Recently I was talking with an acquaintance of mine who is preparing to leave his job in investment banking to go to an ashram in India to practice mediation and yoga. It was clear that he was excited by the prospect of this new journey, but he was also apprehensive. Having attended business school and lived in the Tal Ben-Sharar notion of the “rat race” (Ben-Sharar, 2007) working on Wall Street, he was unsure of giving it all up to embark on a more spiritual journey.

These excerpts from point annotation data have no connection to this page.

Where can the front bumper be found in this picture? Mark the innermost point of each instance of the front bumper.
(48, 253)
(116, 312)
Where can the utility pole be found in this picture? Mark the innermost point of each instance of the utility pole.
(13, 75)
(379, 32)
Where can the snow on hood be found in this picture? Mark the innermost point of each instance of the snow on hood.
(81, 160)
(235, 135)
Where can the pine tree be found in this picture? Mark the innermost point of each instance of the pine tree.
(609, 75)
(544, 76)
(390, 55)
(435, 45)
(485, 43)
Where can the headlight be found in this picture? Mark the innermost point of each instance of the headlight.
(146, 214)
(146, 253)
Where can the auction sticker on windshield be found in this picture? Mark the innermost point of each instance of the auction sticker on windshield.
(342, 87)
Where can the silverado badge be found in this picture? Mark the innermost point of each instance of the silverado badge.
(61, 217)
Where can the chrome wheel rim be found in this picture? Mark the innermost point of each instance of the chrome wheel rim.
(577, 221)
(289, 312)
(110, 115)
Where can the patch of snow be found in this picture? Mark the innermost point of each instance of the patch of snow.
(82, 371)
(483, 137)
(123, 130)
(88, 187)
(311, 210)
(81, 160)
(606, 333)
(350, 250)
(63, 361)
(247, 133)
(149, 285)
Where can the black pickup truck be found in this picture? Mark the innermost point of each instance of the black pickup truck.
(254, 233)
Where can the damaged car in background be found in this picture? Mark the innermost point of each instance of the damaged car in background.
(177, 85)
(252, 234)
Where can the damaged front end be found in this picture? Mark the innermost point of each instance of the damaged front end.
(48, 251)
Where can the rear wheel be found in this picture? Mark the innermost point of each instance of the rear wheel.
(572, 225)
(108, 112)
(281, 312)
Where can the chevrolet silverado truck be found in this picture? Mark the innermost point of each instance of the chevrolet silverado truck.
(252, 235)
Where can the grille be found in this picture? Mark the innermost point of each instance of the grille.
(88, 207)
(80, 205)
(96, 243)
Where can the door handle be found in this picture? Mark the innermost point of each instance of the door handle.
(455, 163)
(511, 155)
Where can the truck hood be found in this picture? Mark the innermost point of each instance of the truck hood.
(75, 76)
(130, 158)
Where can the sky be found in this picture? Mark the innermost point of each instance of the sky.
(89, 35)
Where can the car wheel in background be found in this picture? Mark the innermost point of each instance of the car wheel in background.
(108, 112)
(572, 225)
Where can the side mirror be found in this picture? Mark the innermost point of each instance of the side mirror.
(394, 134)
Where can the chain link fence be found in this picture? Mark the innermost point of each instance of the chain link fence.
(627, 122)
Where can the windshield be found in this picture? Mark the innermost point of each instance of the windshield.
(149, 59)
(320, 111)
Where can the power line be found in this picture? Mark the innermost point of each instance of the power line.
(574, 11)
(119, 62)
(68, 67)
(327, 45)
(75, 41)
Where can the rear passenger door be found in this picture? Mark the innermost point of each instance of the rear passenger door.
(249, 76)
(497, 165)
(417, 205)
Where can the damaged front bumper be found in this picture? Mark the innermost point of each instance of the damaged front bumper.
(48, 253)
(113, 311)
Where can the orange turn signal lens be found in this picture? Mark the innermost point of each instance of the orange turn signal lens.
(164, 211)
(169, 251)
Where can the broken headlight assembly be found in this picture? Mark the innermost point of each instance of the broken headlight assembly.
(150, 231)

Over the course of the conversation, we talked about the fact that his new endeavor would require bravery from him. Yet the other thing that was apparent to me was that my friend was now a ‘seeker.” In planning this trip to another part of the world, and, in a sense, to a whole other world for him, my friend was preparing to find a completely new side of himself. As we talked, I thought more about this notion of the ‘seeker.” My friend explained that he needed encouragement to undertake this new adventure, but that there was no question in his mind that he wanted to do it. What was clear to me about my friend is that while he doesn”t know exactly what he will find, he does have goals in mind about what he wants to learn from this process. By comparison, I explained to him, he is different from a ‘searcher.”

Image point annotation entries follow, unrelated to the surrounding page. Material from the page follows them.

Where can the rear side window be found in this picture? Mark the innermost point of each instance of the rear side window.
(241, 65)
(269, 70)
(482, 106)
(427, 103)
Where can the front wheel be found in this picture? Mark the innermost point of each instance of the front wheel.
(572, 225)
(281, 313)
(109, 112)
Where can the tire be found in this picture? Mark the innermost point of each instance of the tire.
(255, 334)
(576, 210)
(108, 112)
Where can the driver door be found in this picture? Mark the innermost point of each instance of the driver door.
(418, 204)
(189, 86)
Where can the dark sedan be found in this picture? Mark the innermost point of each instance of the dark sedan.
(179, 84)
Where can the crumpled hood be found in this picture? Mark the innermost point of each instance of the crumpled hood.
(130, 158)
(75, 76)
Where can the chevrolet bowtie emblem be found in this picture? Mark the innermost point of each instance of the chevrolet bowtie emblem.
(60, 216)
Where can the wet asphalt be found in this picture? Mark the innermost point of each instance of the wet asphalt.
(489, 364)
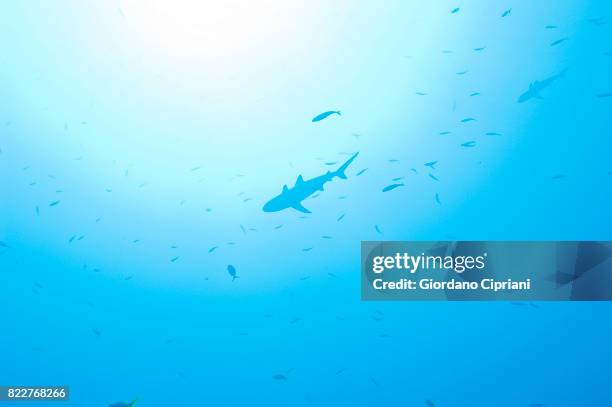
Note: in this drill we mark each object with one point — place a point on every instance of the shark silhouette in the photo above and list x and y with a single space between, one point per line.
536 87
293 197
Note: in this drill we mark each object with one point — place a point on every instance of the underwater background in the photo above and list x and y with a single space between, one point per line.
140 140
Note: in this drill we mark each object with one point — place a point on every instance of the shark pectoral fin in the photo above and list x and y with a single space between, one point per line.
298 206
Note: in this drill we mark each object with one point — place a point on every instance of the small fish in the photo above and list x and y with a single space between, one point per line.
324 115
122 404
232 272
559 41
392 187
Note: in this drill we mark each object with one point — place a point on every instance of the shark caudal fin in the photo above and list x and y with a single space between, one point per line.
340 171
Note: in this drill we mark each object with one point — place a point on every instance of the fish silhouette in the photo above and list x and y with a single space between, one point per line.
293 197
232 272
325 115
536 87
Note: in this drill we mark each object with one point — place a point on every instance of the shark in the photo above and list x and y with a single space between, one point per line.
536 87
293 197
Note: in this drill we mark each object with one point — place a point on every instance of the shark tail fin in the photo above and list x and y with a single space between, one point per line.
340 171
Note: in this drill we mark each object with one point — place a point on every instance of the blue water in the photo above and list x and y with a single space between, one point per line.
163 128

We all know people who are ‘searching.” They are looking for something, but they don”t know what. There are no clear goals and they don”t know how they are going to find what they are looking for. Searching, as compared to seeking, feels aimless. In the article ‘strategies for Accentuating Hope,” Lopez, Snyder et. al. (2004) explain that hope is a reflection of three different capacities, namely our ability to set goals and then find our own agency and pathways to achieve the goals we have set for ourselves. What I noticed about my friend is that although he doesn”t know where his goals will lead him, he has set clear goals and has found the agency thinking (belief in himself that he can do it) and pathway thinking (the ways and things he is going to have to do to make it happen) to achieve these goals. As a result, the label ‘seeker” seemed to fit the adventure he was about to undertake. By comparison, the people I have met who are searching do not know their goals, and they are fuzzy on their agency and pathway thinking. Searchers expect that the thing they are looking for will come to them, and they do not actively set about in a process to seek it out and find it.

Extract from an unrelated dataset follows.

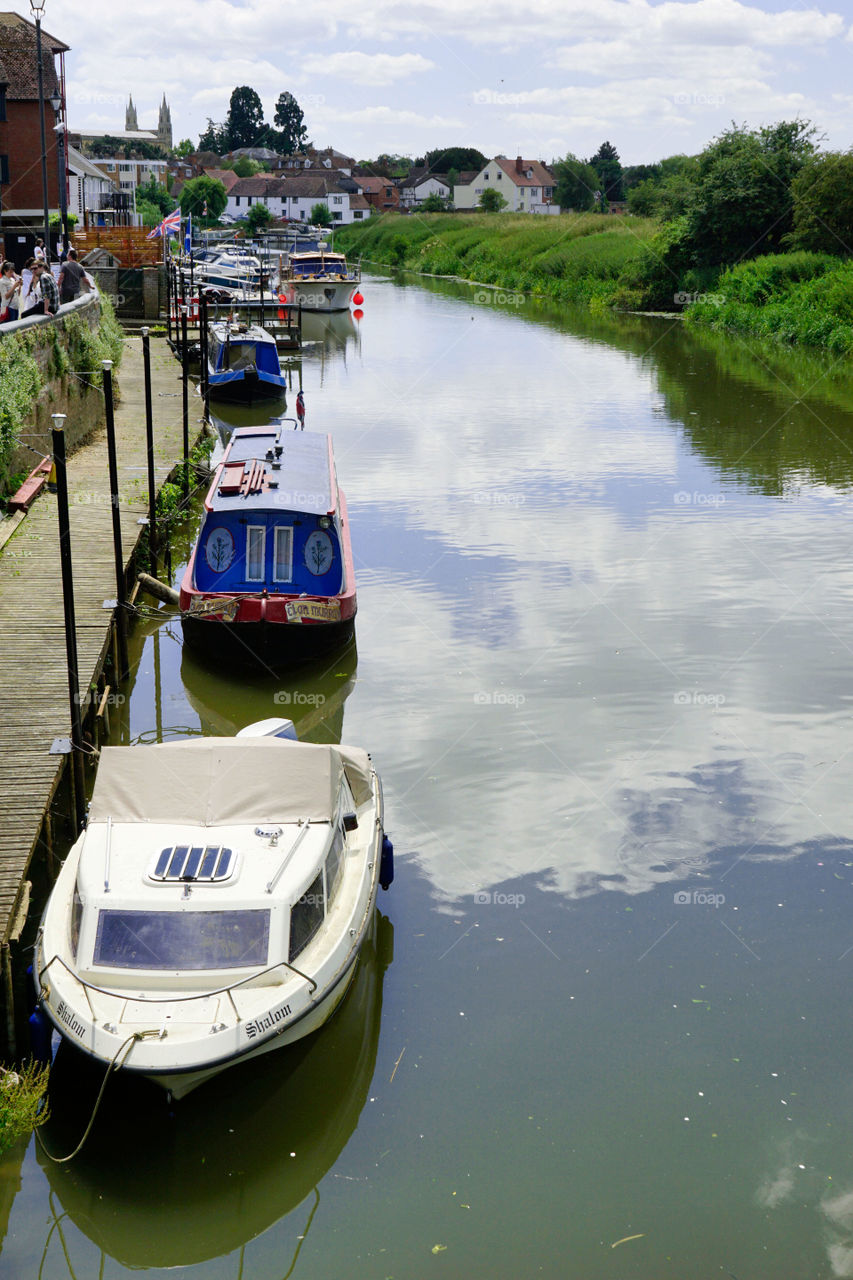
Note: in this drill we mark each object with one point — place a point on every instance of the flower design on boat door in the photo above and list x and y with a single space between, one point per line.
319 553
219 549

It is important for positive psychologists and coaches to note the distinction between seekers and searchers. A seeker has already set the path for herself. She may need help motivating to follow the course, to reach the goals, to keep envisioning and acting upon her own agency and pathways, but there is something already in her mind that she wants to achieve. A searcher, however, needs more help and clarification. Searchers have to be supported to help find their goals in the first place. They need to find the thing that will provide motivation and propel them forward. This will require a more in-depth examination of values and wants, learning what makes the person tick and what gives his life meaning. Here you are indeed helping a person find hope because you are aiding him in the process of naming and defining the goals that will give him a course of action. Once these things are identified, the searcher becomes the seeker, and you can move towards helping him find the ways and means to achieve the goals that he has set.

Ben-Shahar, T. (2007). Happier. New York: McGraw Hill.

Lopez, S. J., Snyder, C. R., Magyar-Moe, J. L., Edwards, L., Pedrotti, J. T. Janowski, K., Turner, J. L., & Pressgrove, C. (2004). Strategies for accentuating hope. In Linley, P. A. & Joseph, S. (Eds.), Positive Psychology in Practice (pp. 388-404). Hoboken, NJ: Wiley.